Grundversorgungstarife – Arme zahlen häufig die höchste Stromrechnung

stromzaehler

Wenn die jährliche Stromrechnung ins Haus flattert, ist dies selten ein Anlass zur Freude. Seit 2000 Steigen die Strompreise stetig an. Insbesondere ärmere Personen bezahlen häufig die höchste Stromrechnung, da sie auf einen Tarif aus der Grundversorgung angewiesen sind.

Was ist die Grundversorgung?

In Deutschland gibt es eine gesetzliche Regelung, dass jede Person einen Stromvertrag abschließen kann. Das bedeutet, dass jeder das Recht hat in die Grundversorgung aufgenommen zu werden. Alle Anbieter, die als Grundversorger fungieren, haben demnach die gesetzliche Verpflichtung die betreffende Person mit Strom zu beliefern. Diese Verpflichtung ergibt sich aus dem Umstand, dass jeder Bürger in Deutschland das Recht auf ein Leben in angemessenem Wohlstand hat. Aus diesem Grund wird der Haushalt, sobald eine neue Wohnung oder ein neues Haus bezogen wird, automatisch mit Strom versorgt, ohne, dass hierfür explizit ein Vertrag mit dem Grundversorger abgeschlossen werden muss. Die Tarife aus der Grundversorgung sind meist viel teurer als Sondertarife von anderen Stromanbietern.

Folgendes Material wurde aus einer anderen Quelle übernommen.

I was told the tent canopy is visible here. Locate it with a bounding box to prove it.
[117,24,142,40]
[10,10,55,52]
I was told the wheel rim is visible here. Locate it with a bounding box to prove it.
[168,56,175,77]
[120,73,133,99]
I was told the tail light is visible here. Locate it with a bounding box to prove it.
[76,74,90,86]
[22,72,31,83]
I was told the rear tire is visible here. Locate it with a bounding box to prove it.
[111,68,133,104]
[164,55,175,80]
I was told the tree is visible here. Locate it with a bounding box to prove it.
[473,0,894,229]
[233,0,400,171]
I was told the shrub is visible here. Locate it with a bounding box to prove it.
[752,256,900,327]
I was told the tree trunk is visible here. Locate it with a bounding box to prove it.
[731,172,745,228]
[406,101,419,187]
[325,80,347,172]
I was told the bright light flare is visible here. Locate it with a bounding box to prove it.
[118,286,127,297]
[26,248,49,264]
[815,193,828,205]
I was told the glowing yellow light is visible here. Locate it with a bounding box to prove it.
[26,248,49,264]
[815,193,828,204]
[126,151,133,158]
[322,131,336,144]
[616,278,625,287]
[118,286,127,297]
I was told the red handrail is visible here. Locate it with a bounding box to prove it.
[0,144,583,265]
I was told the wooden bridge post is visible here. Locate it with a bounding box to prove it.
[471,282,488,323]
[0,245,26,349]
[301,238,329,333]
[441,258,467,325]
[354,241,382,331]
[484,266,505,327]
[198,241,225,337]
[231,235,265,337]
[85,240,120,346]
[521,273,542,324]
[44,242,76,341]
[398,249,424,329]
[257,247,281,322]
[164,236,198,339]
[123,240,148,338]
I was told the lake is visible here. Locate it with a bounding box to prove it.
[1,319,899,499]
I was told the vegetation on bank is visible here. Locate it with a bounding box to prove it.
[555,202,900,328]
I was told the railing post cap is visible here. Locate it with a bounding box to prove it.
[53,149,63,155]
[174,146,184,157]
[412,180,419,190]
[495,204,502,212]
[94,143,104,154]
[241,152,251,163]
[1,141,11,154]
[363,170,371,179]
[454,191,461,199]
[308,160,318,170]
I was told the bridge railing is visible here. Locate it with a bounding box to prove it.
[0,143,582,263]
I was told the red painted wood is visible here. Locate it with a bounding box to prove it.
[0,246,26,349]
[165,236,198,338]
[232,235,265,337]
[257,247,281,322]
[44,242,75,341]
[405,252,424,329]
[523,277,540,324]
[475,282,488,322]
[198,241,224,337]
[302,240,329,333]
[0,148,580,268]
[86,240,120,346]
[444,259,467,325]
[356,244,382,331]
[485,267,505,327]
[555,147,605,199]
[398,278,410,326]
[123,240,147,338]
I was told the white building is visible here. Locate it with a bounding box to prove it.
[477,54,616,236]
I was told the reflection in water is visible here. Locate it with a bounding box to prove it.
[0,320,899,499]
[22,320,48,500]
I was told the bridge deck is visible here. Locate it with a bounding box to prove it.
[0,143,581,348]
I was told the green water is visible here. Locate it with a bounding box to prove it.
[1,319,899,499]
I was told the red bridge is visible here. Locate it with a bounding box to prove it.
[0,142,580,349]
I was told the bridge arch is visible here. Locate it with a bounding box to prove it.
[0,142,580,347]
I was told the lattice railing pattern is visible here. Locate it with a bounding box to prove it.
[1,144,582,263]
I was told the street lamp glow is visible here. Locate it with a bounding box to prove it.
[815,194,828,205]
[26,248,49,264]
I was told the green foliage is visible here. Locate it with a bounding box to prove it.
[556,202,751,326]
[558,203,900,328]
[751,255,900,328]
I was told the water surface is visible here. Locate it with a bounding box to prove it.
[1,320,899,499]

Wer ist ein Grundversorger?

Bei einem Grundversorger handelt es sich um den Stromanbieter, der in einem bestimmten Versorgungsgebiet die meisten Haushaltskunden hat. Häufig sind dies die Stadtwerke.

Wer erhält die Grundversorgung?

Jeder, der sich nicht selbst um einen Vertrag bei einem anderen Stromanbieter kümmert, erhält automatisch die Grundversorgung. Im letzten Jahr waren dies immerhin noch 36 Prozent aller Stromkunden. Häufig sind gerade ärmere Personen jedoch in den Tarifen der Grundversorgung gefangen, da sie eine zu schlechte Bonität für den Abschluss eines Vertrags mit einem anderen Stromanbieter haben.

Weshalb zahlen die Ärmsten häufig die höchste Stromrechnung?

Vor der Aufnahme eines neuen Kunden, prüfen die meisten Stromanbieter zunächst dessen Bonität. Die Anbieter behalten sich dabei das Recht vor, die Belieferung abzulehnen. Dies ist möglich, da eine Grundversorgung gesichert ist. Aus diesem Grund bleibt ärmeren Personen häufig der Weg versperrt, zu einem günstigeren Stromtarif zu wechseln. Ihnen bleibt keine andere Möglichkeit als in der Grundversorgung zu bleiben und dort weiterhin die höchsten Preise für Strom zu bezahlen. Darüber hinaus können sich ärmere Personen häufig keine neuen Geräte leisten, weshalb sie ihre alten Geräte behalten müssen, die häufig Stromfresser sind. Dadurch wird zusätzlich überdurchschnittlich viel Strom verbraucht.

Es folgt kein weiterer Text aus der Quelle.